Martedì 27 Luglio 2021

La bagarre

In consiglio è scontro Demezzi-Riboldi. E per protesta il Pd lascia l'aula

Ieri Ritrovare Casale e Dem contro il mancato intervento del presidente Pivetta

In consiglio è scontro Demezzi-Riboldi. E per protesta il Pd lascia l'aula

Lo scontro Demezzi - Riboldi. Sullo sfondo i Dem che lasciano l'aula

CASALE - Giovedì sera nel consiglio comunale di Casale a scaldare gli animi sono stati il punto più 'tecnico' presente all'ordine del giorno e l'improvviso scontro fra Giorgio Demezzi e il sindaco Federico Riboldi. L'assessore al Bilancio Giovanni Battista Filiberti ha infatti posto all'attenzione del parlamentino una rettifica al rendiconto finanziario 2020 approvato lo scorso aprile. Alcune precisazioni della Segreteria di Stato - successive all'approvazione del rendiconto - hanno determinato che una parte dell'avanzo di amministrazione dovesse confluire nel cosiddetto 'avanzo vincolato', le cui risorse sono quindi da utilizzare secondo vincoli e norme: «In questo modo si è passati da un avanzo di 1 824 000 euro a uno di 1 529 599 euro» ha spiegato l'assessore.

A cogliere la palla al balzo è stato quindi il capogruppo di Ritrovare Casale Giorgio Demezzi: «Nel bilancio consuntivo si faceva menzione di circa 660mila euro; di questi, 130mila sono stati usati per sollevare dal pagamento della Tari le attività commerciali e 235mila per i ristori alle imprese e alle associazioni sportive: nessuno ha fatto menzione dei circa 300mila restanti e non ancora vincolati - ha spiegato - Questa delibera dimostra che le spese sono state sostenute solo con risorse statali, non sono stati spesi soldi provenienti dal bilancio 'proprio' del Comune».

FRA ATTACCHI PUNGENTI E... ABBANDONI

In ribattuta Filiberti non ha risparmiato frecciatine: «Capisco che anche in un provvedimento tecnico bisogna cercare la sfumatura politica ad effetto ma non dobbiamo ridiscutere argomenti già approvati. Di bilancio il Comune ne ha uno solo e i 300mila euro non erano presenti nel rendiconto perchè ancora non potevamo conoscere le future predisposizioni».

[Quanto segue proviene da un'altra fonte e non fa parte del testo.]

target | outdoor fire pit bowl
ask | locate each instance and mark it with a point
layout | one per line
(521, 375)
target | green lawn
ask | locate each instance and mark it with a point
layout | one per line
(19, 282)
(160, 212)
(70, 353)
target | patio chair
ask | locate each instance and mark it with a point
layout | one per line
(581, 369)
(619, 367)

A far scoppiare la miccia durante la dichiarazione di voto di Demezzi (nella pratica un'ulteriore replica all'assessore) è stato però proprio il primo cittadino, apparso sporadicamente nel corso della seduta: «Facile fare interventi quando l'interessato non può replicare» ha sbottato. Al vetriolo quindi lo scambio di battute che ne è scaturito: «Invece di girare come una trottola per le stanze dovrebbe stare qui e partecipare al dibattito, non ho bisogno di essere redarguito da lei» ha risposto l'ex sindaco (nella cui giunta Riboldi ha peraltro ricoperto il ruolo di assessore) chiedendo l'intervento del presidente Fiorenzo Pivetta: «Presidente non può permetterlo, si deve sempre venire qui a litigare? Lei non mi sta tutelando». 

E come se non bastasse, sullo sfondo, la mancata gestione dello scontro di Pivetta ha scatenato l'indignazione dei consiglieri del Pd presenti che quindi hanno abbandonato la sala consiliare di Palazzo San Giorgio in segno di protesta. Protesta durata pochi istanti visto che in sede di voto i Dem sono rientrati tra i banchi: «La durata della dichiarazione di voto è di 3 minuti, dobbiamo attenerci a questa regola» si è difeso Pivetta. Infine, calmatisi gli animi, la rettifica è stata approvata con i voti positivi della maggioranza e le pronosticabili astensioni dei Demezziani e del Pd.